Her ne kadar kamuoyunda 'en iyiler' listeleri daha fazla ilgi
çekiyorsa da, ben her zaman 'en kötüler'e bakmanın bize daha fazla
şey söylediğine inananlardanım.
Bugün itibarıyla Türkiye'de eğitim sisteminin bir tane büyük sorunu
var; neredeyse bütün sorunların anası diyebileceğimiz bir sorun bu:
Kalite.
Ve düşük kaliteli eğitim kendini devasa bir eşitsizlik olarak
ortaya koyuyor. Yani, az sayıda öğrencimize 'en iyi' denen eğitimi
verebiliyorken ezici bir çoğunluğa 'vasat' sayılabilecek bir
eğitimi bile çok gören bir sistemimiz var.
LYS'den birkaç rakam aktarayım:
869 bin aday 'Türkçe-Matematik' puan türünden değerlendirilmek
istedi ve ona göre sınava girdi. Bunlardan sadece 355 bini 200
puanın üzerinde puan alabildi; yani 500 binden fazla aday bu
sınavda hayli kötü performans sergiledi.
Neredeyse 590 bin aday 'Matematik-Fen'den değerlendirilmek istedi;
bunlardan sadece 205 bini 200 puanın üzerinde puanlar alabildi.

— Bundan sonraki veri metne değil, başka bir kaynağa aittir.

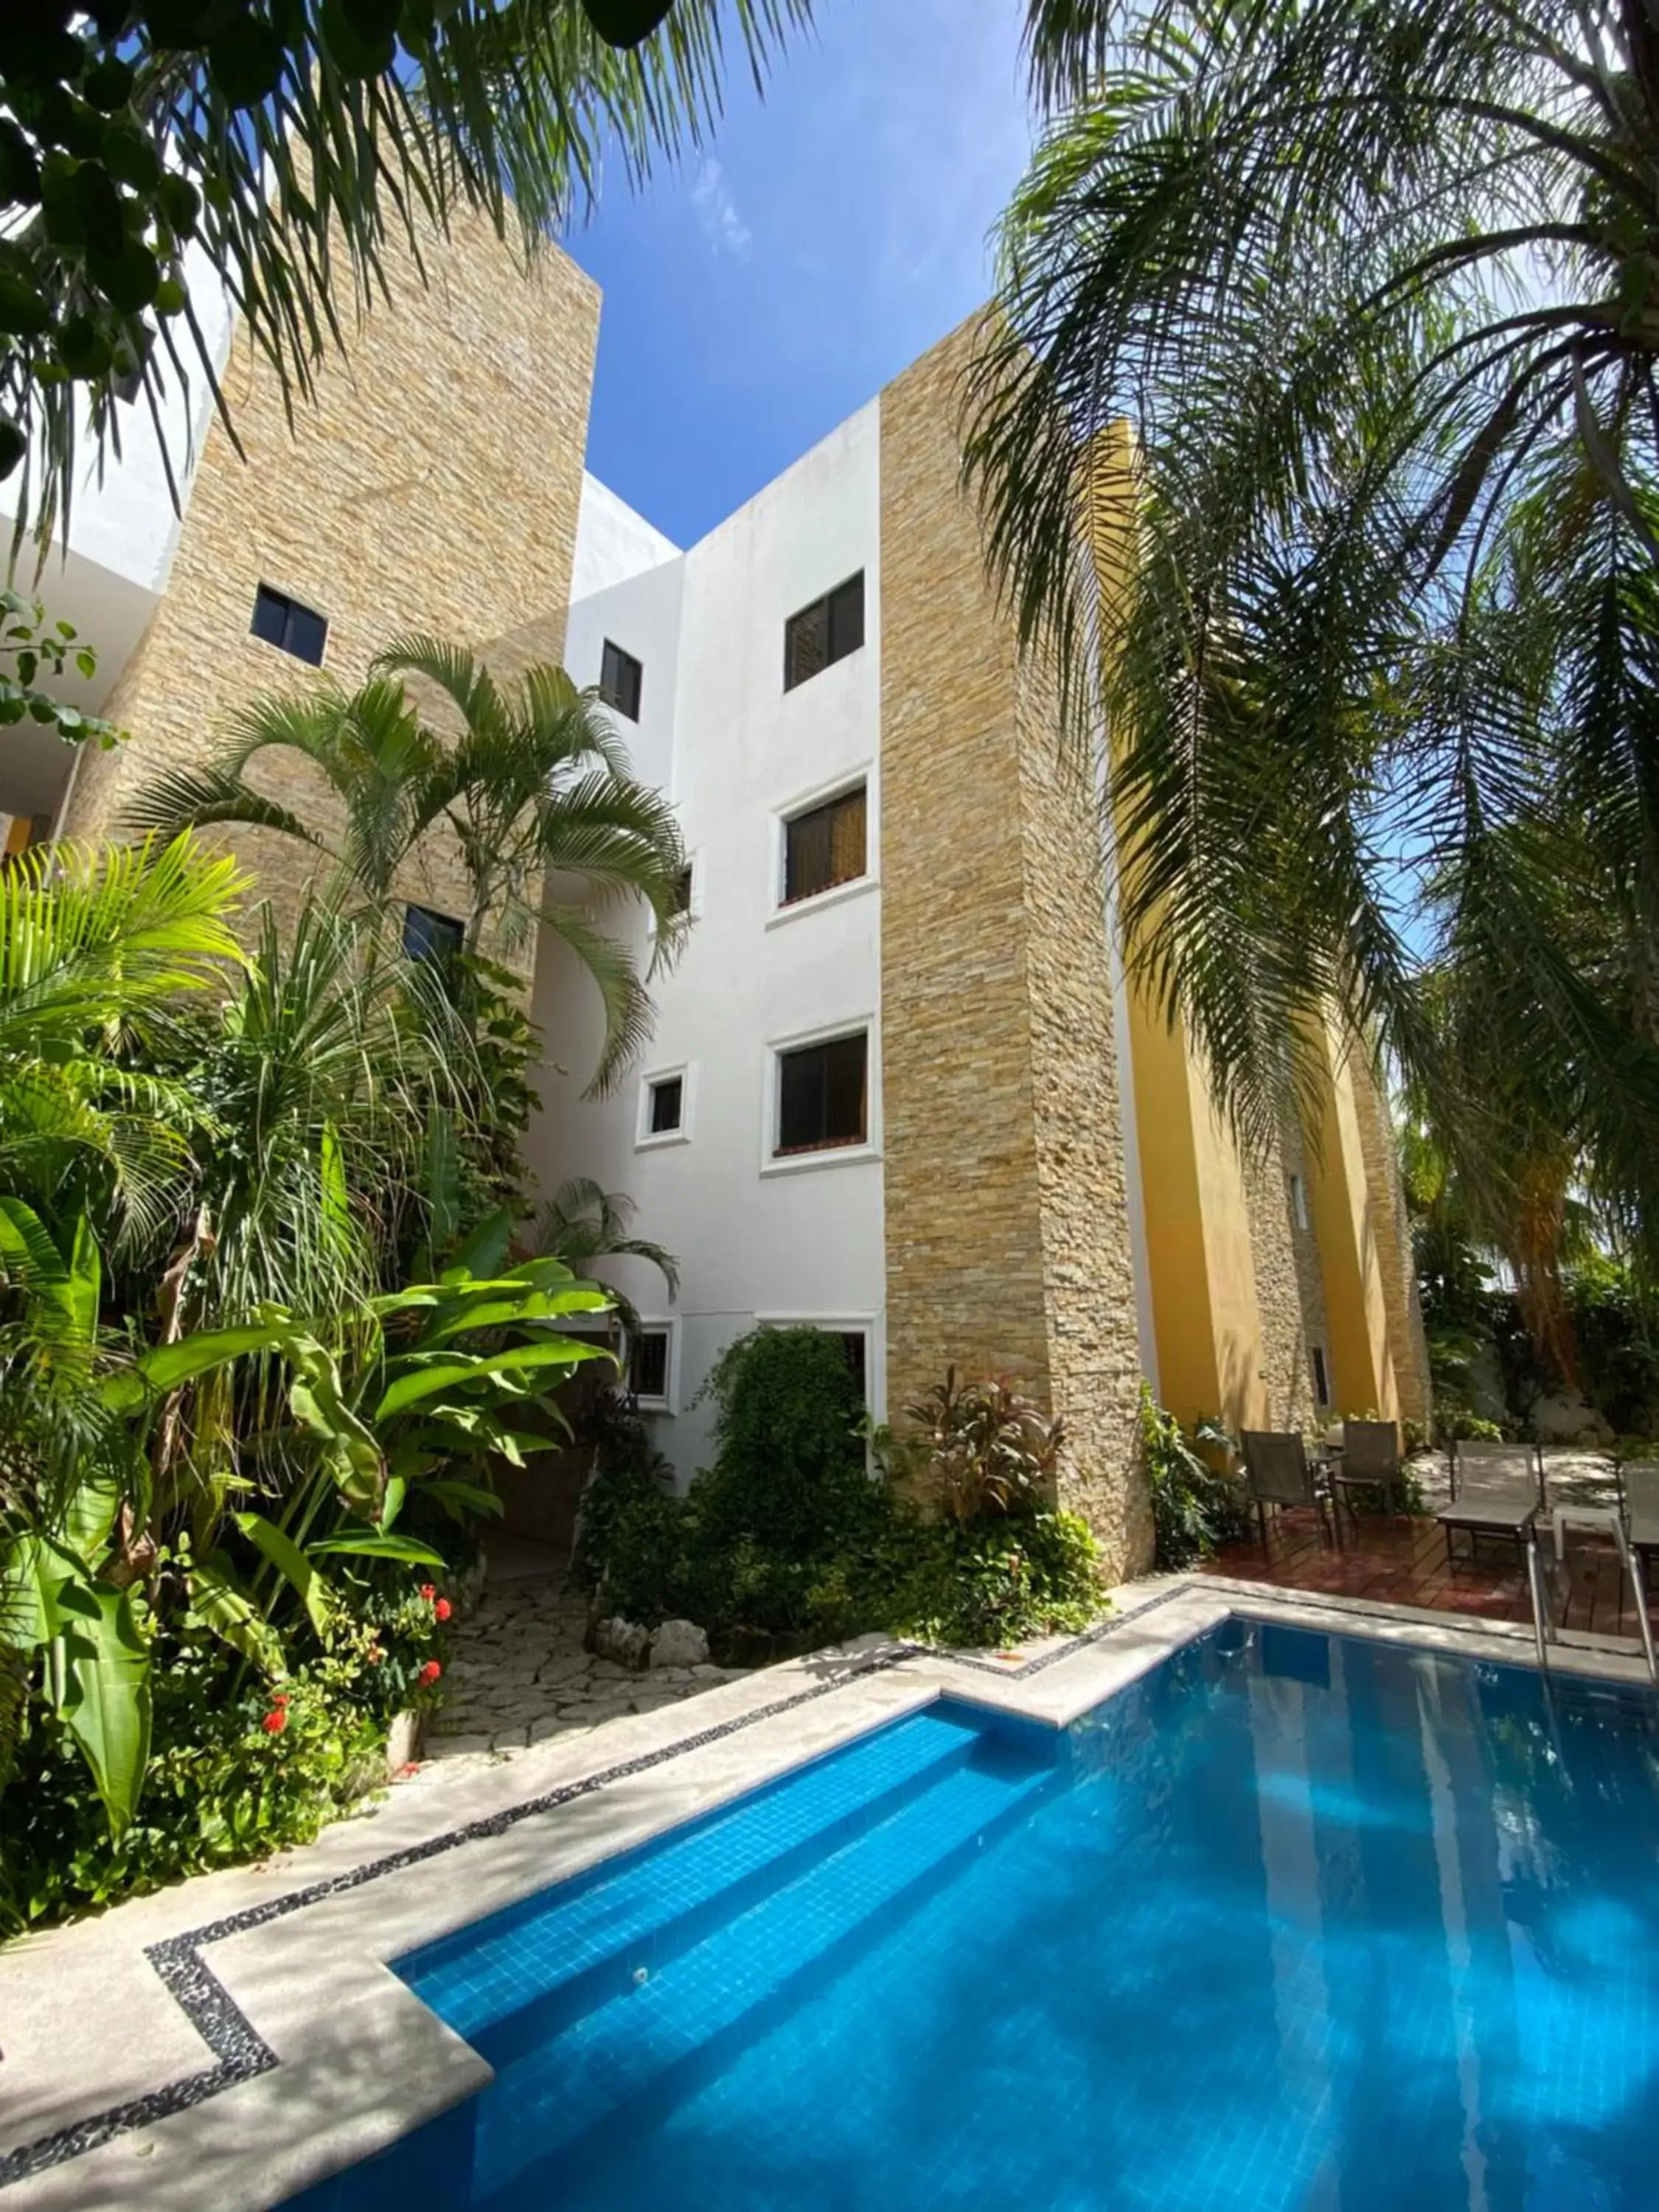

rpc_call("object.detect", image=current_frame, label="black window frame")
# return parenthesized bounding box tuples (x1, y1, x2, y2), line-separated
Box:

Yani bu puan türünü isteyen adayların yarıdan fazlası çok
kötüydü.
'Türkçe-Sosyal'i neredeyse 750 bin öğrenci tercih etti; bunlardan
sadece 346 bini 200 puanın üzerine çıkabildi. 400 bin öğrenci 200
bile alamadı.
Her üç puan türünde de tam puan 500'dü ve tam puanı sadece 1'er
öğrenci alabildi. Türlerde değerlendirme ise 100 puandan başladı.
Yani 200'ü aşamayan öğrenciler için '10 üzerinden en çok 2.5
alabildiler' diyebiliriz.
İşte eşitsizlik tam da bu. Veya 'sefalette eşitlik' bu. Büyük
kalabalıklar en aşağıda, 'elit' küçük gruplar en yukarıda.